Today, rye is planted primarily for soil improvement, grazing, or both. In Pennsylvania, for example, only about 18 percent of the rye planted each year is harvested. Most of that is used for the next year's cover planting. The rest is fed to livestock.

All of that means little of the rye planted in the United States is cultivated for its flavor characteristics. That potential is virtually untapped. So while the growing and distilling of heirloom maize varieties is interesting, doing the same thing with rye is potentially spectacular. 

Rosen, a hybrid developed a century ago at what is now Michigan State, was once highly regarded for whiskey. It grew in Michigan and elsewhere for most of the 20th century, until the late 1970s. Efforts are underway to revive it, but that takes time. 

The northern parts of Pennsylvania and New York once grew a lot of rye for whiskey and could again. If there is a market, the farmers will figure it out.

In Colorado, Todd Leopold found a local farmer who would grow Abruzzi rye for him. Leopold chose Abruzzi because it contains higher-than-normal levels of certain substances he believes are good for rye whiskey. Then he discovered and had built a special type of still that transfers those flavors from the mash to the spirit. The resulting whiskey is wonderful, a revelation. 

Many distillers would like to work with these super-flavorful rye varieties, but would prefer to get them from Brooks or some other broker. The grain dealers aren't there yet but they're working on it. 

This is just the beginning. With rye grain varieties cultivated for whiskey, stills and other equipment built to accentuate rye's characteristics, and a community of creative distillers and adventurous consumers, the possibilities for rye whiskey are limitless. 

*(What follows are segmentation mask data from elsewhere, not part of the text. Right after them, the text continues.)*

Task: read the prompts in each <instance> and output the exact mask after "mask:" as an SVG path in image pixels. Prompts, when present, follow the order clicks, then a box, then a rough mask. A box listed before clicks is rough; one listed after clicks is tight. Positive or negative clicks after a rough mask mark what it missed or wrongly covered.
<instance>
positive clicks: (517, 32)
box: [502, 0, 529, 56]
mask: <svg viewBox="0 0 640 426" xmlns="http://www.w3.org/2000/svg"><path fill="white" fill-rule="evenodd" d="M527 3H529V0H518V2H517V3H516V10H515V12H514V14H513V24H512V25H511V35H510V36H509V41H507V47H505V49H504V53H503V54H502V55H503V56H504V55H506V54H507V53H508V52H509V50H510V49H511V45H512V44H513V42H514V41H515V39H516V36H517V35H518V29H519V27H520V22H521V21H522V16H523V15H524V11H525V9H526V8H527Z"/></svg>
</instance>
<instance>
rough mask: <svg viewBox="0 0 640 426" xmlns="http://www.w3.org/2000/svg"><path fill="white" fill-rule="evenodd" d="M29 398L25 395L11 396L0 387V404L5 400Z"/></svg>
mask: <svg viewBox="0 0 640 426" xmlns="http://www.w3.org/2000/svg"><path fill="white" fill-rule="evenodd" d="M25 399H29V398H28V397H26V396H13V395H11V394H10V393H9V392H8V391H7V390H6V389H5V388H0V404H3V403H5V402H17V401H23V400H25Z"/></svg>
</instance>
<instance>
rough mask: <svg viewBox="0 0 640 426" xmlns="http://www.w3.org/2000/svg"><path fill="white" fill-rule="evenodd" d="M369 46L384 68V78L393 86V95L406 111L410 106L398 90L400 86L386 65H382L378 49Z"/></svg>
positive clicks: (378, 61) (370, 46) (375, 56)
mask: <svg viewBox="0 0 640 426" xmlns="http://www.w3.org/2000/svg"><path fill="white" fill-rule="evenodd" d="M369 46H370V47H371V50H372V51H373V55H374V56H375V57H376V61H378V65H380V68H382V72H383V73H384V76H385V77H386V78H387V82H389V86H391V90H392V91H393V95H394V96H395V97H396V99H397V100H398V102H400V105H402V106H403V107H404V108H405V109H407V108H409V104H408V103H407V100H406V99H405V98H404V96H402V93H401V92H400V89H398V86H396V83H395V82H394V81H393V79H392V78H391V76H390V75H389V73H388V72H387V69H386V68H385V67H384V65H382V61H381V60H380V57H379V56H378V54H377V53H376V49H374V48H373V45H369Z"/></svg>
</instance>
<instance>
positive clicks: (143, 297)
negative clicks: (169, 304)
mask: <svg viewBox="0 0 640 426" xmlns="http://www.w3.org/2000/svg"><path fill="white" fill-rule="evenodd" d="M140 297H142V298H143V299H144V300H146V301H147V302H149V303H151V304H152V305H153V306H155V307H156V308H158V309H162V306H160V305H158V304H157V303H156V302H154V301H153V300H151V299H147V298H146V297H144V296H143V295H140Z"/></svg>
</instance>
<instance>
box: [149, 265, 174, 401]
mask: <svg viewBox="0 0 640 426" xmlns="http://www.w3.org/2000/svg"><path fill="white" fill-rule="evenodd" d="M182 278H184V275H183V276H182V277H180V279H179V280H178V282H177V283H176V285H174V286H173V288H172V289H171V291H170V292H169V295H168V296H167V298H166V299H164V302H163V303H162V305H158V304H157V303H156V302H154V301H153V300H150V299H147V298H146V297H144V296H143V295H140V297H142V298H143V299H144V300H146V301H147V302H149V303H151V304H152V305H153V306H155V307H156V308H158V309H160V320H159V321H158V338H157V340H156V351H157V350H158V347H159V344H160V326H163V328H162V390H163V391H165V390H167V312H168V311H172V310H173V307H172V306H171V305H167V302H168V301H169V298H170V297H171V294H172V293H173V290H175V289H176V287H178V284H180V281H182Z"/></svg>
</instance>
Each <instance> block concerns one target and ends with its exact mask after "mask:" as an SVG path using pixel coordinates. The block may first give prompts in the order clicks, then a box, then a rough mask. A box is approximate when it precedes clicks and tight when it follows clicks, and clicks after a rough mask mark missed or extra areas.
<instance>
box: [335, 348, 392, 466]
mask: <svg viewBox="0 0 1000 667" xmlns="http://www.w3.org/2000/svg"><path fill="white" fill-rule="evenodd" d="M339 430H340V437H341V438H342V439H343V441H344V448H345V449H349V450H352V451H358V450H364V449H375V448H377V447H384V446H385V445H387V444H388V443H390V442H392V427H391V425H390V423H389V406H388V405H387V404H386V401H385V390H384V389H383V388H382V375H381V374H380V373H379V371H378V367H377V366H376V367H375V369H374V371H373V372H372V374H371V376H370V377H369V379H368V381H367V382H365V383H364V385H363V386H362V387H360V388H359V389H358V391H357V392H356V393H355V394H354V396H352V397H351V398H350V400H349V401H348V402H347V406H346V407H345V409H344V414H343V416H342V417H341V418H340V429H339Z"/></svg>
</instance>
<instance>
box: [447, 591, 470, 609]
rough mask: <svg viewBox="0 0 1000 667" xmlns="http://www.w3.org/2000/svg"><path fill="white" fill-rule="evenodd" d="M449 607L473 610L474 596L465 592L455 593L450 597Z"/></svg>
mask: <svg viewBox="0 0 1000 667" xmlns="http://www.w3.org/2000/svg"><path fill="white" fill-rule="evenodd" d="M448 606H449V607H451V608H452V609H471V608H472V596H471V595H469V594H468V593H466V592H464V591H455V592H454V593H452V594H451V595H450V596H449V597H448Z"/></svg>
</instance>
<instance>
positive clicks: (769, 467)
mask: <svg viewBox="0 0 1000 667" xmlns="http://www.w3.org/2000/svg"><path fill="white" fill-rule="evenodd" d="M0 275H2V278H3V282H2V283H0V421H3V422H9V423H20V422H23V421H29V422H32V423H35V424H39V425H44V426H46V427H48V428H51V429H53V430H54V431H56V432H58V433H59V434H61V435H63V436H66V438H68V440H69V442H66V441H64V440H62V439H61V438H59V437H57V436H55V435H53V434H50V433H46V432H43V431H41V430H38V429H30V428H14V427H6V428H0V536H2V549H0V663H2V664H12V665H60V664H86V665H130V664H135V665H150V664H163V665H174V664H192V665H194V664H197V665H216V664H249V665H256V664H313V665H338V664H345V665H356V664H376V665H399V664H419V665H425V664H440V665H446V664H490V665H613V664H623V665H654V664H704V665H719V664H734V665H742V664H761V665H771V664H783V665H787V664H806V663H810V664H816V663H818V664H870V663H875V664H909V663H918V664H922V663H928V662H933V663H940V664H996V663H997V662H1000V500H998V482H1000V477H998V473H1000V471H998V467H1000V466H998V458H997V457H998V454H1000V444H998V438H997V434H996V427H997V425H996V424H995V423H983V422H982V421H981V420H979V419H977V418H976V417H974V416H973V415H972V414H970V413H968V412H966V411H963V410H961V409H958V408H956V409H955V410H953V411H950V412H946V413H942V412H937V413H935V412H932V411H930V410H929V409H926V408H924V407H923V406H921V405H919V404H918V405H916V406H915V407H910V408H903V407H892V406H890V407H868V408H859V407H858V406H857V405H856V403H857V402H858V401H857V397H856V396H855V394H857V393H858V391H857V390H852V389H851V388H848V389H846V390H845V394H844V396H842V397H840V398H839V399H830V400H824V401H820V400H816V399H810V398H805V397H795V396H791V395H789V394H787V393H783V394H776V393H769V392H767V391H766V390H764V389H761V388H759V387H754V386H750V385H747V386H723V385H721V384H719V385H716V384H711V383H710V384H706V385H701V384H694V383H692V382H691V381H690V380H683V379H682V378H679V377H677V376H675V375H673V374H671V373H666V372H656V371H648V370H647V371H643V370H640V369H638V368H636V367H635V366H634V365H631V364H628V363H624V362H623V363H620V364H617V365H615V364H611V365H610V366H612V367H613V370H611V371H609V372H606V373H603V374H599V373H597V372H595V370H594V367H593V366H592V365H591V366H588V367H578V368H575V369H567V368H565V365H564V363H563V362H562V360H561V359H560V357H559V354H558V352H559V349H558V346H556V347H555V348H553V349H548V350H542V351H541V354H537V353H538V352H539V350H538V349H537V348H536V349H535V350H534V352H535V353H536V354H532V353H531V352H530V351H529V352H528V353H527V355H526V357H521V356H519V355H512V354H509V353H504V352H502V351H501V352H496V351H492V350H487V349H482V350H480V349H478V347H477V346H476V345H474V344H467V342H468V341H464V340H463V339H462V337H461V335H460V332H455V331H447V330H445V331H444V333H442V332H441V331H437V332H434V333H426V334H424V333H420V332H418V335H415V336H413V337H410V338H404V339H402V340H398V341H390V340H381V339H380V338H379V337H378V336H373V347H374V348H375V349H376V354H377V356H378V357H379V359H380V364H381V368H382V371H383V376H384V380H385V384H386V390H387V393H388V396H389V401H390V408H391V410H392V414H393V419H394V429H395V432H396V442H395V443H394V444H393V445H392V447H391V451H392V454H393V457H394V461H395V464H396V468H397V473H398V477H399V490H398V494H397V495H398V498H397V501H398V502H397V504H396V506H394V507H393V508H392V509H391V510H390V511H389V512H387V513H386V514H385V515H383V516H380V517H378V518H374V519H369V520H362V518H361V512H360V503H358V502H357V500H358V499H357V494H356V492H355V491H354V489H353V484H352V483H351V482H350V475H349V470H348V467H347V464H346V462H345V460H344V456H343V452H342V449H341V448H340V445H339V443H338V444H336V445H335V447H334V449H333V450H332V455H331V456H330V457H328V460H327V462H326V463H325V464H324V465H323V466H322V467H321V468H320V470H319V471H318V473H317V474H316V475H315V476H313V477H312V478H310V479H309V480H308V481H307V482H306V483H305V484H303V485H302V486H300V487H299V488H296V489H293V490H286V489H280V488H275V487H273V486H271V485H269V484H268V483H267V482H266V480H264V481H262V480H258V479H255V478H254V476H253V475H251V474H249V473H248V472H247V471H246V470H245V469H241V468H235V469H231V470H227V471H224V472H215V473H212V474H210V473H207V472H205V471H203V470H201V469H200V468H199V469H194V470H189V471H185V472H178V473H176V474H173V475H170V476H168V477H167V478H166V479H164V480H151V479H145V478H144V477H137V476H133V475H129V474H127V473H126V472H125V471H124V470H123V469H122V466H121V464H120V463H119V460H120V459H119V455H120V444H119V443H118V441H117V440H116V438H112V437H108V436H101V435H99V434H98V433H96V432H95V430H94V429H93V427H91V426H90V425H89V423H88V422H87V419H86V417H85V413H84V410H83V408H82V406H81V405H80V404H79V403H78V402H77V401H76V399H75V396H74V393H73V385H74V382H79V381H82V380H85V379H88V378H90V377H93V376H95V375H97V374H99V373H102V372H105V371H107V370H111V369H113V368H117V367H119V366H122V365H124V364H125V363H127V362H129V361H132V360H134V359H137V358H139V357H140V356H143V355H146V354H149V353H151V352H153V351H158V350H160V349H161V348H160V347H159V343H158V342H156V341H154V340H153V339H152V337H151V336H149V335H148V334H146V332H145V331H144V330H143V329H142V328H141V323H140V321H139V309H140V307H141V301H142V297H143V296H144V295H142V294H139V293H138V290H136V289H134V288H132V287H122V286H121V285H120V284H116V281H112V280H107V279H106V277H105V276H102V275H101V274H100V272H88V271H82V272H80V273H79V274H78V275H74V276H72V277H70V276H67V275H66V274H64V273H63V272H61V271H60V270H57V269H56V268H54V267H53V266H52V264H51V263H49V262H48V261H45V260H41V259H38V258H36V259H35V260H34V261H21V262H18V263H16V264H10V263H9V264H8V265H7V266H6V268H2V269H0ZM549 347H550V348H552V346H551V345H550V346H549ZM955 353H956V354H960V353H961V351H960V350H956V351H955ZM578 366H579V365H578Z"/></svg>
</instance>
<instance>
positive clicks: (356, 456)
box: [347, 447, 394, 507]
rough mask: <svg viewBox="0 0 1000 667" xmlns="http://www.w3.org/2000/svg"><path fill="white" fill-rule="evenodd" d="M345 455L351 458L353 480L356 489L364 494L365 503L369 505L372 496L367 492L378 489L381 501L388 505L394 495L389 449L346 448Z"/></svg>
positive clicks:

It is, potentially, another agricultural revolution, 10,000 years in the making, at least as regards the agriculture of whiskey. 


t ball said...

In recent years I have come to prefer Old Fashioneds made with Rye. I make mine far less sweet than the usual recipe, and I find the flavor of Rye does really well with just a hint of sweetness from an orange slice, or a little OJ and some bitters. No sugar needed or wanted.

Jeff Renner said...

Great article. I discovered rye close to thirty years ago from Jim Murray’s books. I’m wondering how to get a taste of the Leopoldo Brothers’ product. As a homebrewer and customer, I knew them when they were in Ann Arbor.

You wrote, “The rye grain sold for distillation today is rarely a single species.” I think you may mean a single variety or breed. Rye is indeed all one species, Secale cereale.

Chuck Cowdery said...

Thank you. I fixed it.

Todd Eichman said...

In case you haven't tried it yet, Frey Ranch in Fallon, NV makes some great rye whiskey from their own home grown winter cereal rye. Very good spirit and great people.

Unknown said...

Mr Cowdery,

Last month my wife and I had the opportunity to taste the A H Hirsch Whiskey on a cruise ship. It was from the 2003 Frankfort bottling. The tasting also included a 12 year Van Winkle, a 20 year Pappy and a 23 year Pappy. We fell in love with the Hirsch!!! With our 50th anniversary only a year away, we decided to try to but a couple of bottles to share with our friends at that time. During the search, I discovered your book "The Best Bourbon You'll Never Taste" and bought a copy (2nd hand, sorry). It took 2 readings for me to get all the players straight. But once I did, we decided to acquire a couple of bottles to share at our upcoming anniversary celebration. We obtained the first bottle a couple of weeks ago and it was from the 2003 gold foil Frankfort bottling. The 2nd bottle arrived today and we were surprised (excited)to see that it is a gold wax from the April 1990 to December 1992 Lawrenceburg bottlings. Your book notes that "about eight cases" were bottled in 1992. But, is silent on the total number of 16 year cases bottled between 4/90 and 12/92. Would your records have that number....Thanks so much for your time, Greg Murray

Sam Komlenic said...

Greg, you have the late, great Dick Stoll to thank for that whiskey. He distilled it in 1974, two years after Charlie Beam retired from Pennsylvania Micjter's, and he stayed there until it closed in 1990. He was a truly great man and a practical distiller of the highest order.